PayProp points out that as the scheme winds down, there may be a rise in redundancies if employers are unable to afford the additional contributions. This could then lead to a rise in rent arrears if tenants find themselves unemployed. 

Neil Cobbold, Chief Sales Officer at PayProp, comments: “Rent arrears may spike again in the coming weeks and months as tenants’ finances are affected by a combination of changes to the furlough scheme and easing of lockdown restrictions.

“The job retention scheme has helped to keep people employed and subsequently allowed many tenants to continue paying rent but as it starts to wind down, letting agents and landlords should prepare for more tenants to fall behind on rent again – or, in the worst-case scenario, not be able to pay at all.”

How could a spike in rent arrears impact agents and landlords?

An analysis by PayProp shows that the average tenant in arrears owed almost 20% more in May than they did in January.

If the monthly percentage of rent they owe continues to rise, this could increase the pressure on landlords’ finances.

Cobbold says: “An increased number of tenants in arrears combined with rising debt per tenant presents a double whammy of lost revenue with landlords losing out on monthly rental income and agencies potentially losing out on management fees.

“Agents need to focus on how they can recoup tenant debt and reduce the chances of arrears getting worse in a way that is affordable for both tenants and landlords.
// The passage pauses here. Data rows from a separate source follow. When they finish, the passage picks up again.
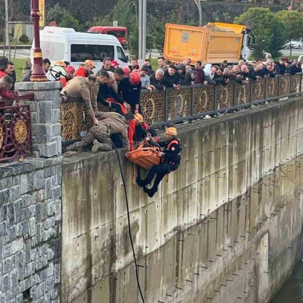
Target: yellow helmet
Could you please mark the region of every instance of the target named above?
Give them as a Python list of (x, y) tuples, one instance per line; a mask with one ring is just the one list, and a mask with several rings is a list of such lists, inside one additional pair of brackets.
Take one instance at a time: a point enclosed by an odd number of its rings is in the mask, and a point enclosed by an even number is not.
[(142, 115), (140, 115), (140, 114), (135, 114), (134, 118), (136, 122), (140, 124), (143, 123), (143, 117)]
[(173, 136), (176, 136), (177, 134), (177, 129), (175, 127), (169, 127), (165, 131), (166, 135), (172, 135)]

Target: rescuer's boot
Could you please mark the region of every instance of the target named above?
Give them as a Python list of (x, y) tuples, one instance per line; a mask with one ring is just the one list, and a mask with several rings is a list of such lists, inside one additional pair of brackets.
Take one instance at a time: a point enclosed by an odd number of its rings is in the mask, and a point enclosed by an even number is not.
[(145, 185), (147, 185), (145, 180), (142, 180), (142, 179), (140, 179), (140, 177), (139, 176), (136, 178), (136, 181), (137, 181), (137, 184), (141, 187), (143, 187)]
[(98, 151), (98, 149), (100, 147), (100, 142), (97, 140), (94, 140), (93, 142), (93, 145), (91, 148), (91, 152), (95, 154)]
[(154, 187), (152, 187), (150, 189), (146, 188), (145, 186), (143, 186), (143, 190), (146, 192), (150, 198), (154, 196), (154, 195), (157, 192), (157, 190), (155, 190)]

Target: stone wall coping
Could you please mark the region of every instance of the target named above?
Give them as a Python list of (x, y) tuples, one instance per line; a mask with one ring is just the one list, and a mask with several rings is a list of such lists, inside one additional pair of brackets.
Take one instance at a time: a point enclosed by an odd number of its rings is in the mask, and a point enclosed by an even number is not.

This will help them to protect their own income as well as that of their landlords in a sustainable way, given the increased financial difficulties that renters are facing.”
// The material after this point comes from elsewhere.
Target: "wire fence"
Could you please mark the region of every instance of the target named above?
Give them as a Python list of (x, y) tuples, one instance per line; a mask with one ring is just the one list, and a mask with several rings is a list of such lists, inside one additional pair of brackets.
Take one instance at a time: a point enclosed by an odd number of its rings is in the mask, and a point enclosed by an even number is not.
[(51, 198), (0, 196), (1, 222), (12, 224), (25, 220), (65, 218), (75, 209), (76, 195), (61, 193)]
How can rent arrears be record and managed effectively?

According to PayProp, the best practice for managing rent arrears is to digitally record all payments and missed deadlines. 

The chances of recovering lost income can be maximised if agencies and landlords have a clear picture of how much is owed. They should use practical strategies, such as chasing tardy payers promptly and agreeing affordable repayment plans or lump sum repayments with tenants.

Cobbold adds: “It’s important that agencies track arrears on behalf of their landlords so that they can attempt to recover debt and don’t have to write off the tenancy as a lost management fee in the future.

“Chasing arrears may seem like hard work with uncertain chances of success, but if this process is automated it can free up time and ensure no communication is missed – as well as building a clear paper trail for a potential eviction process in the most extreme cases. Opening up a dialogue with tenants is key to reducing the impact of rent arrears.

“In the long-term, agencies can manage arrears more effectively by ensuring all tenants are thoroughly vetted, while having the technology in place to record all payments and deliver automated reminders to improve payment rates.”